Park Hotels: Growth & Income at Hilton Spin-Off

06/21/2018 5:00 am EST

Focus: REITS

Brad Thomas

Editor, Forbes Real Estate Investor

Park Hotels & Resorts Inc. (PK) was formed in January 2017 when Hilton Worldwide (HLT) spun off most of its owned real estate into a separate public REIT, explains Brad Thomas, editor The Intelligent REIT Investor.

Park Hotels is the second-largest publicly traded lodging REIT, with a diverse portfolio of 54 premium-branded hotels and resorts with significant underlying real estate value and over 32,000 rooms, primarily in key U.S. markets with high barriers to entry.

The company's top 10 hotels accounted for about 70% of earnings, including the Hilton Hawaiian Village Waikiki Beach Resort, New York Hilton Midtown, Hilton San Francisco Union Square/Parc 55 San Francisco - a Hilton Hotel, Hilton Waikoloa Village, Hilton New Orleans Riverside, and Hilton Chicago.

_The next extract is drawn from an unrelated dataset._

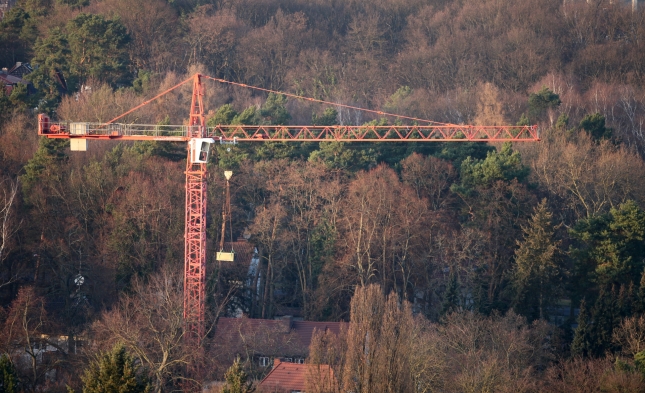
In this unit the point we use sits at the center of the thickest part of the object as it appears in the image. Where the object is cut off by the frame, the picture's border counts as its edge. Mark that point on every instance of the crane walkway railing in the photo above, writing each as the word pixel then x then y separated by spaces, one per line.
pixel 226 133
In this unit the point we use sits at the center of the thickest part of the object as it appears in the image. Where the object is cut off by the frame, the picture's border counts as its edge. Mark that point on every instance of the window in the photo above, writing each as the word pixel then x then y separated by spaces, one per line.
pixel 264 361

Last month, the company completed the sale of the joint venture Hilton Berlin in Germany, with Park's share approximately $140 million.

It was the 13th hotel Park has sold this year and the 10th international market property, as Park recycles capital out of non-core assets and reduces exposure to non-U.S. markets and joint venture interests. Park now has ownership in four hotels outside the U.S.

First quarter 2018 comparable RevPAR was $165.57, an increase of 1.1% from the same period in 2017. AFFO was $137 million, a decrease of 0.7% over 2017. Park's sale of 12 hotels for $379 million (gross) went toward repurchasing and retiring 14 million shares of common stock from an affiliate of Chinese conglomerate HNA Tourism Group.

Park has an attractive and well-covered dividend and will issue a special cash dividend of $0.45 per share next month (totaling about $90 million), from the sale of the Berlin property. Park represents one of the best lodging REITs, especially given the association with Hilton.